Я помог ему складывать пачки бумаги. Я начал различать сорта бумаги. Зачастую я теперь мог назвать плотность и тип бумаги, просто взяв лист в руки.

В тот вечер мама сказала мне: «Нет, Ашер. Я не думаю, что сейчас в России может появиться другой Сталин».

— Реб Юдель Кринский сказал, что в России много Сталиных.

— Да, реб Юдель Кринский прав, Ашер. Россия полна Сталиными. Но пока что время Сталина в России закончилось.

— Мама, это важно для евреев, что Сталин умер?

 — Да, Ашер. Я думаю, что это важно.

В следующую субботу, во второй половине дня, когда отец пошел в синагогу слушать беседу Ребе, мама попросила меня зайти в гостиную. Она сказала, что хочет поговорить со мной. Мы сидели на диване. Я смотрел в окно на зимние деревья.
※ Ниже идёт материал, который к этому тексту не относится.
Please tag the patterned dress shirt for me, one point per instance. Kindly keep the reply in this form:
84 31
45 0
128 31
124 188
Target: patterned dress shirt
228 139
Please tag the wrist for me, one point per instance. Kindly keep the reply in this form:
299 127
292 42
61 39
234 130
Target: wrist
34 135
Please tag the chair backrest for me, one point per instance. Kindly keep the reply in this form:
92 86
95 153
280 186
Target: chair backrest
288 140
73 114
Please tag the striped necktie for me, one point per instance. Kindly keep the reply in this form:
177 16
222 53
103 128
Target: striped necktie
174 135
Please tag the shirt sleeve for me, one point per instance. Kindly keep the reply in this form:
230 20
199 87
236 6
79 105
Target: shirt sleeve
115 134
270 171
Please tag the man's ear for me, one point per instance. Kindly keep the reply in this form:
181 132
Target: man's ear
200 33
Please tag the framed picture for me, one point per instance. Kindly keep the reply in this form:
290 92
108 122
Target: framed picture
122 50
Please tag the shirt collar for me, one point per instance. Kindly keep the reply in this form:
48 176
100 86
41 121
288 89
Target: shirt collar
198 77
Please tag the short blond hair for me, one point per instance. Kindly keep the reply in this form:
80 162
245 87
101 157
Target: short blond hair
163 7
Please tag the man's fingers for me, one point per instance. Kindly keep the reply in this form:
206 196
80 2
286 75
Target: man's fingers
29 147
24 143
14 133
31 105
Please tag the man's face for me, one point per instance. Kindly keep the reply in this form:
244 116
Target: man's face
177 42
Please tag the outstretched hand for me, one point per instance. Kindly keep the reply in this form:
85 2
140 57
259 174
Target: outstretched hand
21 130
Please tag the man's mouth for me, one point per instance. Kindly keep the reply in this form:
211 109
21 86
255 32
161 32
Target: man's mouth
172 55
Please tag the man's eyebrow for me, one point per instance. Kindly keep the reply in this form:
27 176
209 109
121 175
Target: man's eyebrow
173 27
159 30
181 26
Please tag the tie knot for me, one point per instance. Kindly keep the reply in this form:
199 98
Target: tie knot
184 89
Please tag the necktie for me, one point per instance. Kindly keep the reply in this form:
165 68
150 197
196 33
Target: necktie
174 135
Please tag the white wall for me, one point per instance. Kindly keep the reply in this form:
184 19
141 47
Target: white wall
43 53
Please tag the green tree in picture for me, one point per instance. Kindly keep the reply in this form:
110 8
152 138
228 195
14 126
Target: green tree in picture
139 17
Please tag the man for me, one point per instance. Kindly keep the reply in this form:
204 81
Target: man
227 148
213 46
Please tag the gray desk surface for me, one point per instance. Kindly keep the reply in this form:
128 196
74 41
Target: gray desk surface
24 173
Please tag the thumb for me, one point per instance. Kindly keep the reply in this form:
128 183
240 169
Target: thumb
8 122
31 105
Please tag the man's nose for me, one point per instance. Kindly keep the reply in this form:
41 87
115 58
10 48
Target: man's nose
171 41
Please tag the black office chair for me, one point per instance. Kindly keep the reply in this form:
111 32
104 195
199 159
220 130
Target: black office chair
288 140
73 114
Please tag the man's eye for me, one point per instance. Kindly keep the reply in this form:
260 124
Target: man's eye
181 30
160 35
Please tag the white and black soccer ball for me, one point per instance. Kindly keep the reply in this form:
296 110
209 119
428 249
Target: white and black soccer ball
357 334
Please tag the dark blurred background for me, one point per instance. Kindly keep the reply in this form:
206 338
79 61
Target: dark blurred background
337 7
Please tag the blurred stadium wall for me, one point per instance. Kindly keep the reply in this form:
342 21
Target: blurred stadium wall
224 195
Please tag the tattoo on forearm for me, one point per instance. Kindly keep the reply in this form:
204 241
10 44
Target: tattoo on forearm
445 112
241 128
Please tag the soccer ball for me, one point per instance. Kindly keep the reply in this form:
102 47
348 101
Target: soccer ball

— Ашер, ты знаешь, где Вена? — тихо спросила мама. — Возможно, мы переедем туда.

Я смотрел на нее и не решался ответить.

— Твой отец попросил меня сказать тебе. Существует определенная работа, которую он должен выполнить, и он сможет сделать это только, если мы будем жить в Вене.

— Что за работа? — услышал я свой голос.

Она помолчала. Потом сказала: «Это связано с евреями в России».

— Папа много лет занимался этим здесь.

— Это другая работа, Ашер.

— Я не хочу в Вену, мама.

— Ребе сказал, что отец может позвать нас с собой.

— Почему сейчас? Почему вдруг сейчас?

— Потому что умер Сталин, Ашер. Сейчас можно сделать то, что невозможно было сделать раньше.

— Я не хочу ехать.

— Мы поедем, если твой отец попросит.

— Нет, — сказал я.

— Ашер, пожалуйста.

— Мне это безразлично, — сказал я.

— Ашер, — тихо сказала мама. Она наклонилась вперед. — Ашер.

Я почувствовал, как ее рука ласково коснулась моего лица.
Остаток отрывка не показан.